Vr. – Ik zou graag willen vragen of de dieren op bol G meer manas zullen hebben dan wij nu, omdat wij manas van een hogere soort zullen hebben en, omdat ze na ons komen, zullen ze ook meer manas hebben, terwijl wij op dat moment zullen zijn overgegaan naar hogere manifestaties, of naar de verwezenlijking van hogere beginselen.

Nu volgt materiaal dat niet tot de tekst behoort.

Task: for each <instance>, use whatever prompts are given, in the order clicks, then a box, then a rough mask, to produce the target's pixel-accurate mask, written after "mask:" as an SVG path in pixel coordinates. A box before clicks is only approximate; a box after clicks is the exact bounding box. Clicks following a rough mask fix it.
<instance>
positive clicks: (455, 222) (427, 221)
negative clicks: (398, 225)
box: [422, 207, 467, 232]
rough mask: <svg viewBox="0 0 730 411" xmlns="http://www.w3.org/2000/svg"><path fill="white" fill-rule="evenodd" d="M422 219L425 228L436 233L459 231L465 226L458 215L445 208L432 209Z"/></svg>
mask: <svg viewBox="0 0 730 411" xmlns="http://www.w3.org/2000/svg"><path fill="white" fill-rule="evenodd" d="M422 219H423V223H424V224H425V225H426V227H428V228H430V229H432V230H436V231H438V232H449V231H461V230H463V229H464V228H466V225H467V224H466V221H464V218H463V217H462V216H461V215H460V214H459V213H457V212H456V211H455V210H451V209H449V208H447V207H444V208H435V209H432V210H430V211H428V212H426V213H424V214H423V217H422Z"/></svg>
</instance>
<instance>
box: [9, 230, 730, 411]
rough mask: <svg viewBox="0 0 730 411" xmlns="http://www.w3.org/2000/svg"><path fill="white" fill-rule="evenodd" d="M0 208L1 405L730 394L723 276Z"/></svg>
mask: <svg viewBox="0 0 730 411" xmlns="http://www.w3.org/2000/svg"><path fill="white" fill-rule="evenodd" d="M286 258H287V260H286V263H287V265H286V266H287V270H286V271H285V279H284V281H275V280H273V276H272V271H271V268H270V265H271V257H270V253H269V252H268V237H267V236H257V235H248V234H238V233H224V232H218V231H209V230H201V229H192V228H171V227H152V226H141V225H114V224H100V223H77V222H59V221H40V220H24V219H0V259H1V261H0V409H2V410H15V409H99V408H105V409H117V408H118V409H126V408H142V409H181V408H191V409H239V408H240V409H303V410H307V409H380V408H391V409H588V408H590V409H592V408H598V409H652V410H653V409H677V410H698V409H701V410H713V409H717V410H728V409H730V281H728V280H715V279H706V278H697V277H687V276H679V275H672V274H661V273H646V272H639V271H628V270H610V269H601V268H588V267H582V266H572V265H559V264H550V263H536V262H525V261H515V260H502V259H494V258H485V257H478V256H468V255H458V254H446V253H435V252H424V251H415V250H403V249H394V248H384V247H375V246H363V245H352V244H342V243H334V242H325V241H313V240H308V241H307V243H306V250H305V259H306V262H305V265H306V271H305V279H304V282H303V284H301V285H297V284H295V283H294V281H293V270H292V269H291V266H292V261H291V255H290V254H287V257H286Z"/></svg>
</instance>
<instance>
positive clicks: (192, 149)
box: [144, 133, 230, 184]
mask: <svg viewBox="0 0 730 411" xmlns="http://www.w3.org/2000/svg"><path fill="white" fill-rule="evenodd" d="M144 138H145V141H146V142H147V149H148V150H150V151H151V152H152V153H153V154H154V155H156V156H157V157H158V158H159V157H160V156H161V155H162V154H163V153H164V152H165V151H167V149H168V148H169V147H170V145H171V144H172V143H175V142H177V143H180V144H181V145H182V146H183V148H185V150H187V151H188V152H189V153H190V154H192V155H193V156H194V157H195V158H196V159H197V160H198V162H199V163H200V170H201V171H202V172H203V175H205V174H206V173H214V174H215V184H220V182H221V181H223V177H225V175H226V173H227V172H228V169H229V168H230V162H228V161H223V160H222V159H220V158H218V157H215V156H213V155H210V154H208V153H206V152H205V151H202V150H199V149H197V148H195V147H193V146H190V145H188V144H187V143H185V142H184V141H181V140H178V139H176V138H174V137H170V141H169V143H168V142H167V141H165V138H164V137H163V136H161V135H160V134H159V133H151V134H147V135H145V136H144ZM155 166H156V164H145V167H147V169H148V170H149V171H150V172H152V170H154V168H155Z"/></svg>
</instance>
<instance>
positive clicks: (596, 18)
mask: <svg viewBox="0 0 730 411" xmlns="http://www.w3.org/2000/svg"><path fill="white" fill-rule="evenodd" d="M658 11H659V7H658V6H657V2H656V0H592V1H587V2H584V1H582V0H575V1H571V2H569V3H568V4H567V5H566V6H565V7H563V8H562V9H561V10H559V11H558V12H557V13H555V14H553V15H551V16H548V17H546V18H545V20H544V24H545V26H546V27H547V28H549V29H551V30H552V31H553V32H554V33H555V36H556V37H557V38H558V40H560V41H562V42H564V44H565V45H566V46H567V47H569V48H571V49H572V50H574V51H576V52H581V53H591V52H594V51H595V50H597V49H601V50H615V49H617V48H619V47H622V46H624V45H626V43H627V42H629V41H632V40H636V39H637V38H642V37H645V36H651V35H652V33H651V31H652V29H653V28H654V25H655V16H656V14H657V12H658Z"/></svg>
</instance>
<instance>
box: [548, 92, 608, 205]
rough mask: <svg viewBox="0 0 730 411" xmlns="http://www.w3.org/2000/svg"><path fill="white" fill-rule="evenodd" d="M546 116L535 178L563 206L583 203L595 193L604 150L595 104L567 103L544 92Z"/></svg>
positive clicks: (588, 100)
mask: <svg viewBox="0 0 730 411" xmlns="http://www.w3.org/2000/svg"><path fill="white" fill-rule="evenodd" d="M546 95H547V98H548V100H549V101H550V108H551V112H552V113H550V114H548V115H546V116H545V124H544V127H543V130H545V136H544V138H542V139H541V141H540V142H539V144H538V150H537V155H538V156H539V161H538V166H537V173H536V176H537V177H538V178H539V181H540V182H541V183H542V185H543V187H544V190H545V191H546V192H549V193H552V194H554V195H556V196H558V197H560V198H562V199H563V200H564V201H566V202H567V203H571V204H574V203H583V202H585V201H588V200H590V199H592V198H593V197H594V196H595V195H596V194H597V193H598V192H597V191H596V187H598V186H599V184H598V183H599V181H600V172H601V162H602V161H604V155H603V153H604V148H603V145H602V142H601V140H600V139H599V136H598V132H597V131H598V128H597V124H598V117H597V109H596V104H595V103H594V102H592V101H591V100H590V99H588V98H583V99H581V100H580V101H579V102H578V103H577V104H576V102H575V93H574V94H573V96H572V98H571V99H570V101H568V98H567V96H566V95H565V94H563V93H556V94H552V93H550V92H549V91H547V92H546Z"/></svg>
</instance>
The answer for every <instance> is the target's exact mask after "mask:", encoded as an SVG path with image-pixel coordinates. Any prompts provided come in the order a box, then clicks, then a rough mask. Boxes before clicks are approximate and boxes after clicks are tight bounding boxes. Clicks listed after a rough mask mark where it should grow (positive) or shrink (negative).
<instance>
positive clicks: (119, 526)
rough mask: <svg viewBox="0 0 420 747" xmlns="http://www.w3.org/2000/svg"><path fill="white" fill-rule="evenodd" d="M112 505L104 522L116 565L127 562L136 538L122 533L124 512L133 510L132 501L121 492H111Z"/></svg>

GdeP – Ik denk niet dat ik u begrijp. Probeer de vraag opnieuw te formuleren. Ik voel diep mee met uw moeilijkheid. Ik denk dat ik de strekking van uw vraag wel aanvoel, maar ik begrijp haar nog niet helemaal. En ik durf niet te antwoorden voordat ik het begrijp.
Vr. – Er is ons geleerd dat de dieren in de evolutie na ons komen. Maar als ze op bol G verder zijn dan waar wij nu zijn, betekent dat dan niet dat ze nog steeds achter zijn op de mensen; dat de mensen in ontwikkeling eenvoudig zo ver op hen vooruit zijn op bol G?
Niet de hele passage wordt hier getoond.